With print media in decline, magazine companies are working feverishly to get a foothold in TV and video.
Two that have been especially aggressive on this front are Condé Nast, which just started an entertainment division and hired cable vet Dawn Ostroff to run it; and Hearst Corp., which recently bought a 50 percent stake in reality TV mogul Mark Burnett’s production company.
Publishers have tried their hand before, but failed to find a sustainable business. But now they say they’ve learned, the hard way, that the magazine brand and show have to be seamless to boost that brand awareness. Sadly, the content often doesn’t translate well to the screen. Publishers usually don’t own the show, so they miss the full benefit of selling ads into them, and when integrated sales are attempted, the platforms still tend to be bought separately.
Failure can be embarrassingly public. Hearst’s joint venture with Lifetime parent A&E Networks—translating its women’s magazines into a network—didn’t turn out as hoped. Real Simple. Real Life, an ambitious lifestyle show TLC cooked up with Time Inc.’s Real Simple, was scrapped after 15 episodes. “The last great effort at synergy was Talk magazine, and it just didn’t work,” says Michael Hirschorn, CEO and founder of Ish Entertainment and a former New York magazine editor. Magazines are a great source of material, but they don’t bring in much money to the publisher, he said. “Unless you control every stage of the process, it’s hard to make a big profit in it.” One example that is considered a win is Project Runway, which has made a lot of money for Elle and now for Marie Claire through integrated ad buys.

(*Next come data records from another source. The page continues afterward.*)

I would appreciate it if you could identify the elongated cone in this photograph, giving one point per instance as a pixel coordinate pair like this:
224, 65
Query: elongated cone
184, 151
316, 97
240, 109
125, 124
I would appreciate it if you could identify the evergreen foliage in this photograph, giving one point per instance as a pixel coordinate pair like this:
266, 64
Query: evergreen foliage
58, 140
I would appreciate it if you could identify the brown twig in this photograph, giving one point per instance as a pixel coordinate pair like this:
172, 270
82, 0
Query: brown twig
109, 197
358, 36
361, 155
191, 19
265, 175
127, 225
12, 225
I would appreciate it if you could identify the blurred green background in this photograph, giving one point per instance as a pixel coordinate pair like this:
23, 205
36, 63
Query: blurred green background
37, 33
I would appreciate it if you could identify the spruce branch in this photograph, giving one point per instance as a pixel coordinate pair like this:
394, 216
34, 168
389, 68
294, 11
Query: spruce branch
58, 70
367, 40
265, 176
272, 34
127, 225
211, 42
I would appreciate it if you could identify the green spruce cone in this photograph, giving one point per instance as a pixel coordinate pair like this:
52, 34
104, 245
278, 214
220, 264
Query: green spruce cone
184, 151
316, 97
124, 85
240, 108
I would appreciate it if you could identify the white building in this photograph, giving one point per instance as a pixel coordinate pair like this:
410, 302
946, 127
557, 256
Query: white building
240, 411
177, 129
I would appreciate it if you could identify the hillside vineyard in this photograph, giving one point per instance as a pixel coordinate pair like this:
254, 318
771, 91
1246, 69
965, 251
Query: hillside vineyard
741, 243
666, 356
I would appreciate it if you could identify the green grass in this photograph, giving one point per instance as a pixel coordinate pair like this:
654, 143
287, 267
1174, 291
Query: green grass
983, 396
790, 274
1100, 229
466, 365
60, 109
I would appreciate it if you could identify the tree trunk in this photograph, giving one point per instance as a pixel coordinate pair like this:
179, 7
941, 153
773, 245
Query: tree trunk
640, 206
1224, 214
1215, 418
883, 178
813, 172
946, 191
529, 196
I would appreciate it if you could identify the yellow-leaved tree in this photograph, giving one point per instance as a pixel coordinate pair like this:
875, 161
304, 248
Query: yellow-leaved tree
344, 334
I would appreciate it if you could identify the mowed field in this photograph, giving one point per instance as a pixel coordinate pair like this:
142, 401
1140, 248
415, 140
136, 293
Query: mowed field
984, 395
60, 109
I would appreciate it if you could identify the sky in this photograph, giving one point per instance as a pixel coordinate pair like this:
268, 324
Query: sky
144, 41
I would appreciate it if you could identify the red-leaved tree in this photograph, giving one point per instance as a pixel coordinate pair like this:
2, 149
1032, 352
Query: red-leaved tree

Still, the latest forays are different because the appetite for quality brand-based video content is stronger than ever. That’s why Hearst bought into Burnett’s production company (which produces the competitive singing show The Voice on NBC) and is pitching an idea that would involve five Hearst magazines. A show like The Voice not only “provides us with a successful business but allows us to get other things done” by opening the door to new advertisers, says Scott Sassa, Hearst’s syndication and entertainment president.
Ostroff, who was at The CW and UPN, says she wants to build a library of Condé Nast’s content to market, along with its personalities. “There is an eagerness to have brands carry over to other platforms,” she says. “So my belief is that a strong brand will be a strong brand across all platforms.”
But even the most optimistic don’t see video fundamentally changing the business model. “Our core product will continue to be our print product,” says Michael Clinton, marketing president and publishing director at Hearst.